Moments later Terri and I boarded Southwest and flew south east, to Atlanta, Georgia. Apparently, that’s why our ticket price went up while we were booking the flight from Detroit metro airport to LaGuardia; the airline didn’t own a globe. Since when is Atlanta located between Detroit and NYC? A straight line indicates, NOT.
The layover in Atlanta wasn’t bad, only about 30 minutes. The bad part of traveling to Atlanta, was the distance. Atlanta is almost exactly the same distance away from Detroit as Detroit is from NYC. The flight from Atlanta to NYC is almost the same distance as Detroit to NYC. So, we flew a triangle pattern and twice as far as necessary.
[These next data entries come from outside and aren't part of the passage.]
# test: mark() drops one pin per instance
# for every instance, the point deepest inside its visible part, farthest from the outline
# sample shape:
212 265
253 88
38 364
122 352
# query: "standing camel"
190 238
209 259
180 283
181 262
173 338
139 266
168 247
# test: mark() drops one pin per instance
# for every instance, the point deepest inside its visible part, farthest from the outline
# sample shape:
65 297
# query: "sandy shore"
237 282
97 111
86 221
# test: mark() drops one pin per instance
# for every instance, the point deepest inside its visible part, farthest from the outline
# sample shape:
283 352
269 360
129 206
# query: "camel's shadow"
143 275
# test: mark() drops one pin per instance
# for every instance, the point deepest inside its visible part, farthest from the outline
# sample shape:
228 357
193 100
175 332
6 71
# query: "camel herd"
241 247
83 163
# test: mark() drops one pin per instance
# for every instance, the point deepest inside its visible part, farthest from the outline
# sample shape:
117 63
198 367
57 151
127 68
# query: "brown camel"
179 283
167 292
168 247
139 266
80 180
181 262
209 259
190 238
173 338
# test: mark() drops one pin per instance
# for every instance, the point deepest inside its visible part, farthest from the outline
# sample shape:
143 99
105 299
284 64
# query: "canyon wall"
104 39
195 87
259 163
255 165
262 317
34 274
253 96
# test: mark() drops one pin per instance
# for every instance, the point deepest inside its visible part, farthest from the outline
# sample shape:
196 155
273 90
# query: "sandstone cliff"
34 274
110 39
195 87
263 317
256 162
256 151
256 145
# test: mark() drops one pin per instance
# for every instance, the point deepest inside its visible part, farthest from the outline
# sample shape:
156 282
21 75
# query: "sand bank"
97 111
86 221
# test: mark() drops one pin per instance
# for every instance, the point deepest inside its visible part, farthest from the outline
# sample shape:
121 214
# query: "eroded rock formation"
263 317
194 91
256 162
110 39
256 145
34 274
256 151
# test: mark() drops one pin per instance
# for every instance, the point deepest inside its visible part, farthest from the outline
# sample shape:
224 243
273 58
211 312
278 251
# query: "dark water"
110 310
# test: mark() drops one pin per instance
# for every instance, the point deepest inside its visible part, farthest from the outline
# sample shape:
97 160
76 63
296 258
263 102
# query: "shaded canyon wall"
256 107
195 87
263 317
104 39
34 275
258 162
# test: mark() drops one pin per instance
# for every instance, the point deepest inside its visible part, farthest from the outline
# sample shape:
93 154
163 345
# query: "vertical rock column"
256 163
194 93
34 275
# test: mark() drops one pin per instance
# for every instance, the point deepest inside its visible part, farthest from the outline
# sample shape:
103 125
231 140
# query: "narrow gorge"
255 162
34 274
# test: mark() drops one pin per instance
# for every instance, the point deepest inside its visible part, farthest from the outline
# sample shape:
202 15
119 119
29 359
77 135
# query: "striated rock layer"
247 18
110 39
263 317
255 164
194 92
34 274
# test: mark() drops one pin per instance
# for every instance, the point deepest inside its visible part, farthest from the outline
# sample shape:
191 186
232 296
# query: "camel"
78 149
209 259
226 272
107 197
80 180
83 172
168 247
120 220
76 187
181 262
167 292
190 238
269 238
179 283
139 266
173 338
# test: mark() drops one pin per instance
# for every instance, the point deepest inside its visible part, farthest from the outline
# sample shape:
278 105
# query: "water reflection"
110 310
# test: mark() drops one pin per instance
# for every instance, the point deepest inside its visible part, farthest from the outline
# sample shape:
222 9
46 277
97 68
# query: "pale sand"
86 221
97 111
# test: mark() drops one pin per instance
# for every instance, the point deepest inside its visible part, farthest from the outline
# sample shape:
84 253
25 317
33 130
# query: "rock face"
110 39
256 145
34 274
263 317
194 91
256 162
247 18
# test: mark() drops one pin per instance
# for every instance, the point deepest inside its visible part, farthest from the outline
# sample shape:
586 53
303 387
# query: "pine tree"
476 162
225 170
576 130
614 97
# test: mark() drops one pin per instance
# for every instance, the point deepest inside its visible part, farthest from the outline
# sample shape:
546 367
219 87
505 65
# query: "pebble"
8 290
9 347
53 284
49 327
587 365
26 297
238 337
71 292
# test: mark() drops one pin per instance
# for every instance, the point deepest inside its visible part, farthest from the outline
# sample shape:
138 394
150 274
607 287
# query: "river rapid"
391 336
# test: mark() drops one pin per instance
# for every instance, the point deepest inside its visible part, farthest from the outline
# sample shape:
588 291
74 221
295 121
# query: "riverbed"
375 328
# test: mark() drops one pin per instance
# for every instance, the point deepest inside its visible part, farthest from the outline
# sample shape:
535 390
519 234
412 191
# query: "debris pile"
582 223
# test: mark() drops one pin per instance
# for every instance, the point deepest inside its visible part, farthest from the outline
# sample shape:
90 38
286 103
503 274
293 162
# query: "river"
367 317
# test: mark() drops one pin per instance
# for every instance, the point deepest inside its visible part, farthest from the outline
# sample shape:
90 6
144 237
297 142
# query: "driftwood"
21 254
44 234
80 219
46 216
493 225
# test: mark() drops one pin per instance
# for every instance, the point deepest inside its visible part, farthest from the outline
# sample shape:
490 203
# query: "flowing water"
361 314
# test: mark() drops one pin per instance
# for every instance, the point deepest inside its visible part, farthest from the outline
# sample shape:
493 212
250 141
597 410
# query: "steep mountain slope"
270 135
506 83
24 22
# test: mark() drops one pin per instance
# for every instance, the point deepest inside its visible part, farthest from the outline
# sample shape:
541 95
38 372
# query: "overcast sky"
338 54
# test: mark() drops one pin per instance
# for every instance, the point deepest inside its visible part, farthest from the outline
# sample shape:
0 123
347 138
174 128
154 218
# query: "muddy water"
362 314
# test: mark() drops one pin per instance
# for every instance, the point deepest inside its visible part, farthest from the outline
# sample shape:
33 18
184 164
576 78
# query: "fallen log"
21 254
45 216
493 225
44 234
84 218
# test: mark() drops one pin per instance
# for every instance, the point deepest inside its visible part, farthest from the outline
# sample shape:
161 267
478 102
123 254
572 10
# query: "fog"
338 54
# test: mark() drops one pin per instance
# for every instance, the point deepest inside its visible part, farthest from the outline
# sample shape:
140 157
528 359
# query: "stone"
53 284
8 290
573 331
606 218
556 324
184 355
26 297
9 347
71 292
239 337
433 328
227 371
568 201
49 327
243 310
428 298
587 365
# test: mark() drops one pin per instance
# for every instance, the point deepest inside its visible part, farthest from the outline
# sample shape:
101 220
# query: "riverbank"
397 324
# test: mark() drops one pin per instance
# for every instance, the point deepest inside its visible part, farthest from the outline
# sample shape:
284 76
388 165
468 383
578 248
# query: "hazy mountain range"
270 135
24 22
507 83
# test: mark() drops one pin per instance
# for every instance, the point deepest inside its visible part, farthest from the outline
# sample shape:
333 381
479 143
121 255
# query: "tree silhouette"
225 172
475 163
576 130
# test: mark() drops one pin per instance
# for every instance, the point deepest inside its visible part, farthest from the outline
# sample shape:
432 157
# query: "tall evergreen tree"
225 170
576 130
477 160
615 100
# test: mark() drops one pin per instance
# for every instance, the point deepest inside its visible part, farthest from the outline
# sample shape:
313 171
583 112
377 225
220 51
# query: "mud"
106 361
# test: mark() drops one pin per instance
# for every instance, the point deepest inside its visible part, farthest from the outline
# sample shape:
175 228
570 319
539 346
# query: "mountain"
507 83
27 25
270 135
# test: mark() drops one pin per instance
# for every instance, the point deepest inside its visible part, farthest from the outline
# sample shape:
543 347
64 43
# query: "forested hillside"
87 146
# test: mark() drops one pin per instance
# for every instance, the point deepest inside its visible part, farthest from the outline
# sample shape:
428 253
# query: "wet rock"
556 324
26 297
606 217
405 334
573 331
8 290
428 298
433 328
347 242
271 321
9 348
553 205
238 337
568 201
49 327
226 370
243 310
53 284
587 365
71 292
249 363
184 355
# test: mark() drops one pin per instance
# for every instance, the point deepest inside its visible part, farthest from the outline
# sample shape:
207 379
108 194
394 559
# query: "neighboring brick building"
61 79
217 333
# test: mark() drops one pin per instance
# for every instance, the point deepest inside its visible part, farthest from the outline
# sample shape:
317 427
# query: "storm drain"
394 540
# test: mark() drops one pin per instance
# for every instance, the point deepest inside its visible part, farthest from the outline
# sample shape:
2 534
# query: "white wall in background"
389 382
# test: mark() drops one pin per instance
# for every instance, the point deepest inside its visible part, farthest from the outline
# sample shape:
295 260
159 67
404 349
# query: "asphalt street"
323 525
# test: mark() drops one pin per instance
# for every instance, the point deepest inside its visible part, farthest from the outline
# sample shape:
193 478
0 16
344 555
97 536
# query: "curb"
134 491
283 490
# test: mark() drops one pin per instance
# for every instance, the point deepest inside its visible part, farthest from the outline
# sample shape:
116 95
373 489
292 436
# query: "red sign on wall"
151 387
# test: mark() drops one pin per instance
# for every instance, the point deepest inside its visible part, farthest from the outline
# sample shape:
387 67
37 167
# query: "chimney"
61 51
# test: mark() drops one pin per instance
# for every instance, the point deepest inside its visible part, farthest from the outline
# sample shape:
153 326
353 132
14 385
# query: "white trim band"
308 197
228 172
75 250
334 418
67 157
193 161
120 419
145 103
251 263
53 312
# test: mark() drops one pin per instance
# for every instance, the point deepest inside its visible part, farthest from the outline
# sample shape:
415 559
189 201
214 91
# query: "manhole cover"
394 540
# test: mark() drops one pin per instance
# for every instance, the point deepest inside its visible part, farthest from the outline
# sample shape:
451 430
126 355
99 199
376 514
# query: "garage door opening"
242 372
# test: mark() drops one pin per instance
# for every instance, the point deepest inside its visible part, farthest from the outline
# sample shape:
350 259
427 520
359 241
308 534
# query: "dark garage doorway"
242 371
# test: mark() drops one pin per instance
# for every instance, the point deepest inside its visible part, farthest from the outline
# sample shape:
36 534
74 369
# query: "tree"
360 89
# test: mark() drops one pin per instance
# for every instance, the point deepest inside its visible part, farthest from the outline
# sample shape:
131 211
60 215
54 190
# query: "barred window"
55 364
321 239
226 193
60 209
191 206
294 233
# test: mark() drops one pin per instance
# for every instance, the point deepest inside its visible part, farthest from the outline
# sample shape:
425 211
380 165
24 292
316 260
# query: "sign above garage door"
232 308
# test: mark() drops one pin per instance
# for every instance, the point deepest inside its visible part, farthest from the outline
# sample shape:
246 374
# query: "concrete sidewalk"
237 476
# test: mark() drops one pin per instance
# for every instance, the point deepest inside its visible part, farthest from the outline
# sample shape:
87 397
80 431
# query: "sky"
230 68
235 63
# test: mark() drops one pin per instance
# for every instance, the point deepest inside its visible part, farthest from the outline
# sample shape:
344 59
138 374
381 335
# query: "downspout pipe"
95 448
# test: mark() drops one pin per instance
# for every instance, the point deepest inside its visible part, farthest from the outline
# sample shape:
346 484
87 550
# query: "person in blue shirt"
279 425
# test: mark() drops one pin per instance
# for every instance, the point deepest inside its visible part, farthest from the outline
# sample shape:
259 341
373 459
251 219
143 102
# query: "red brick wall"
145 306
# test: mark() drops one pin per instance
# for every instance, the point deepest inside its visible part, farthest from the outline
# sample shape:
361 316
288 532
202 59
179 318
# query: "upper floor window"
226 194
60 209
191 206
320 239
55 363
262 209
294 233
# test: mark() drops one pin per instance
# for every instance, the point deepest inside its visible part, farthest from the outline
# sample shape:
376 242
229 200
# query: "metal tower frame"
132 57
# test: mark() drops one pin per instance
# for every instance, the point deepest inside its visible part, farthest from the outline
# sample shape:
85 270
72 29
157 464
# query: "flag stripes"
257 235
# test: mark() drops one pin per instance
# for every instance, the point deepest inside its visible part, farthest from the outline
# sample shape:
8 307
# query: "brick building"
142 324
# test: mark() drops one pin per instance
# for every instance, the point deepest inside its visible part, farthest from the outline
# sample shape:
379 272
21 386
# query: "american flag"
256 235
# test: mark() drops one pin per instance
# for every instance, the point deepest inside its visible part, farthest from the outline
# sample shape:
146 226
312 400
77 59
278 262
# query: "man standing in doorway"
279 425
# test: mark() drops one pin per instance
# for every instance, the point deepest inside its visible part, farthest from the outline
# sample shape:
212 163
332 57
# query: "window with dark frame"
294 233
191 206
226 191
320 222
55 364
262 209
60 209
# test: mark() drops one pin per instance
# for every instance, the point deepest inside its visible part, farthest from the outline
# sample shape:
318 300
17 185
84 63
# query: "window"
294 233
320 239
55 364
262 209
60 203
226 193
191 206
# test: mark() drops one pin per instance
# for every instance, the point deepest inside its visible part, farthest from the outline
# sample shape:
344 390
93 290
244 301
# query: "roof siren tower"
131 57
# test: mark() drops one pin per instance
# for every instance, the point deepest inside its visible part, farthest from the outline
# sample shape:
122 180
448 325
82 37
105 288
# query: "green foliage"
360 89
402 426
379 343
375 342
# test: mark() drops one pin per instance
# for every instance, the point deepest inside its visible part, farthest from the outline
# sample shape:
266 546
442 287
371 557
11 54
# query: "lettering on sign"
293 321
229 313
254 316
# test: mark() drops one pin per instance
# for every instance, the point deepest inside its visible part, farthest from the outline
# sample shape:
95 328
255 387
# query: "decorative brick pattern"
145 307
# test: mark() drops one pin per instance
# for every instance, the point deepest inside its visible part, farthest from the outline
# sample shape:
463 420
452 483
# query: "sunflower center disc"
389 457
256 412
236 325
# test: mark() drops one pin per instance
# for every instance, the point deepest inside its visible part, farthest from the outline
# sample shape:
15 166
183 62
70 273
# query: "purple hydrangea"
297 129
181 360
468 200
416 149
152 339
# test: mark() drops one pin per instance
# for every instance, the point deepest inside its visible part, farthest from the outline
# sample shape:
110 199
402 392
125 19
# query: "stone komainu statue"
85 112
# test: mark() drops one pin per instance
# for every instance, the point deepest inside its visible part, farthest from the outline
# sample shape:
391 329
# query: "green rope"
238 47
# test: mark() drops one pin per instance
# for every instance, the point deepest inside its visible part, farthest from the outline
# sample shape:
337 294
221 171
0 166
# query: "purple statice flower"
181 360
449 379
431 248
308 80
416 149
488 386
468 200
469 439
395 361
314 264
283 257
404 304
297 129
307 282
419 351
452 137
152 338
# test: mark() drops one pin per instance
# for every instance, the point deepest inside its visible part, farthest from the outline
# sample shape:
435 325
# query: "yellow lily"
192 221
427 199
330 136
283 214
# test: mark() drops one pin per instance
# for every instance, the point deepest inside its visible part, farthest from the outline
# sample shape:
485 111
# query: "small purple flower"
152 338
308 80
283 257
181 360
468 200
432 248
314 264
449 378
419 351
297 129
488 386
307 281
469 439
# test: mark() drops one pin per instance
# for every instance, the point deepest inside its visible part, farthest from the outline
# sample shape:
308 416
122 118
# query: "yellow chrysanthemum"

We also spent twice as much time as necessary on the plane, and didn’t even get mileage points because it was a trip booked with mileage points. I’m starting to get too old for these free trips.
Although we had a great time with my son Dan and his partner Juan, we didn’t make it to NYC in time to go to Momofuku’s noodle bar for lunch. We did, however, eat dinner at a very nice Indian restaurant; the Tamarind – Tribeca. We gorged ourselves on lamb, chicken, fried cauliflower, and numerous other delicacies with names I can’t spell or pronounce. Suffice it to say that their preparation of food, with those most interesting of spices, proved to me that civilization began in the Indus valley.
The flight home took us to Chicago before arriving at Detroit. This confirms my belief that airline tickets could be much cheaper if the airlines understood geography, or invested in a globe so they could get from point A, to point B, without going through point C.